Why the original owners didn't build one deeper structure, rather than two shallower ones, is, as Mr. Berman points out, the great mystery. If the back tenements were built later, there would be no mystery: the owner built the front structure on the current model of row house coverage, then as the market for housing grew, simply built a second structure rather than the more immediately expensive effort of demolish-and-build-larger. But, as Andrew also points out, many of these back tenements seem to have been built simultaneously with the front tenement. Why build two structures when one structure would have saved one stairwell and maximized the rental space? After all, tenements were built solely for rental profit.

Absent a memoir of an 1850 property owner, one can only speculate. Two considerations over the years have occurred to me: the shallow row house allows front-to-rear window ventilation; deeper structures would have required new and challenging design. As we know, when interior subdivisions without windows appeared, the city had to respond with the 1867 Tenement House Act specifically including a window in every room.

So it's my guess that owners built on the rational, shallow model that allowed rational window inclusion and ventilation. It was only when the housing market stepped up after the Civil War that owners viewed the extra stairwell as a serious economic liability, especially for single-lot owners who were stuck with only one space to maximize. Money is the father of invention: owners figured out a design to eliminate the second stairwell and the second entry and maximized the lot coverage for maximal rent.

So I view the back house as a holdover from row house design. That design made sense; it worked well enough; why change it -- why sacrifice rational ventilation just to save a little stairwell space? Only when the market upped the profit potential did the two-structure begin to look inadequate and the old methods were rethought. Until then, the back house had been a marriage of rationality and complacence.

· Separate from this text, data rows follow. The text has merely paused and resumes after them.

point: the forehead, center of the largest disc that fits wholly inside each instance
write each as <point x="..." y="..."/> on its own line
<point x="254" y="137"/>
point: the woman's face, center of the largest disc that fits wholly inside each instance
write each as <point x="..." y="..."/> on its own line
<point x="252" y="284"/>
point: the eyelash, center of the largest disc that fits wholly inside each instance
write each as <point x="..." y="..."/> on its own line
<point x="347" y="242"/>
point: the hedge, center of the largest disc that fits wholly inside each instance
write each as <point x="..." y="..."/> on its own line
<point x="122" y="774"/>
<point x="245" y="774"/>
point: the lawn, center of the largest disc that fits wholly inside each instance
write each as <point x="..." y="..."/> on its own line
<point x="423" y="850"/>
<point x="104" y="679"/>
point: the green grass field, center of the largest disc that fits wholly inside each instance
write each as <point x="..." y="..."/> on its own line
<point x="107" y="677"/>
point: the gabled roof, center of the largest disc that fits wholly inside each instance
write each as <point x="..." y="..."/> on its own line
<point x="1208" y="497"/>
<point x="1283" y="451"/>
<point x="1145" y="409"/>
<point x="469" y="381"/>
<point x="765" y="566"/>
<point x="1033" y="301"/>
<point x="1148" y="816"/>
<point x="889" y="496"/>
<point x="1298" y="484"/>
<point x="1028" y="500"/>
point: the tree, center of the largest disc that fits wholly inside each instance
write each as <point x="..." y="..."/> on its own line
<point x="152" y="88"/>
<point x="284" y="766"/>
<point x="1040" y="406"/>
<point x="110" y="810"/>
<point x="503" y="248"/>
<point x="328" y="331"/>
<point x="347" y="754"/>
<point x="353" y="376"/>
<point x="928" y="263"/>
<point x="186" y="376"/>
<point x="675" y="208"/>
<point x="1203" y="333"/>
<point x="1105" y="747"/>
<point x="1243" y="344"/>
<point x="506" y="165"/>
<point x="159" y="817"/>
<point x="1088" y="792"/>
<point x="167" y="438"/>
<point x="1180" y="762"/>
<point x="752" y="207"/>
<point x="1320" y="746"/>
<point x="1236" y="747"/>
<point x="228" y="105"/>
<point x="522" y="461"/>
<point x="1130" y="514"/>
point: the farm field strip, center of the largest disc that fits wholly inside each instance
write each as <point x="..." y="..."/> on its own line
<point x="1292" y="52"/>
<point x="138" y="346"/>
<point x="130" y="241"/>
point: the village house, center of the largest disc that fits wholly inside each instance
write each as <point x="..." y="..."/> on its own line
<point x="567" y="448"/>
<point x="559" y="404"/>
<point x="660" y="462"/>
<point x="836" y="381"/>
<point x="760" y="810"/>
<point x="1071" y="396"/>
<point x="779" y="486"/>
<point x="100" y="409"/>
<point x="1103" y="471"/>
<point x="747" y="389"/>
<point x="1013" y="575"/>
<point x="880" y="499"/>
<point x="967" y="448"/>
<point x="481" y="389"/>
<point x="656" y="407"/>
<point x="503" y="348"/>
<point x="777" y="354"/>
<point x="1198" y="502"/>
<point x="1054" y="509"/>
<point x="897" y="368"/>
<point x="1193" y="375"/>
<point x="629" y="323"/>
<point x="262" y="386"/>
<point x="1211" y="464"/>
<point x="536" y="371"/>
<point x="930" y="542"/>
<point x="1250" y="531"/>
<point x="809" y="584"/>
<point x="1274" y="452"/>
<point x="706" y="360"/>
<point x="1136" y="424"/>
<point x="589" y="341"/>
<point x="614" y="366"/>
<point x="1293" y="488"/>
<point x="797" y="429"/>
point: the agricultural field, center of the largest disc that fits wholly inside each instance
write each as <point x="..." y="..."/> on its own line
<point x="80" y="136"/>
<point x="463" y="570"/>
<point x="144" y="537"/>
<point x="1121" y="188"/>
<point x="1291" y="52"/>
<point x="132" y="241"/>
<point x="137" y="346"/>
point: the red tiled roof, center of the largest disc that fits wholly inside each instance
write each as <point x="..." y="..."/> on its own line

But that's just one guess to file in the drawer of idle historical speculations on NYC architecture, social history and its interaction with the real estate economy and development practice. Mr. Berman speculates in his post, "Perhaps the conventional expectation that these still-relatively rare (and generally looked down upon) structures would at least look like a house pushed builders to use this two-building form...". I suspect there's a lot of truth to that speculation as well. It's difficult to break social conventions of acceptability, whether in development or fashion or human behavior.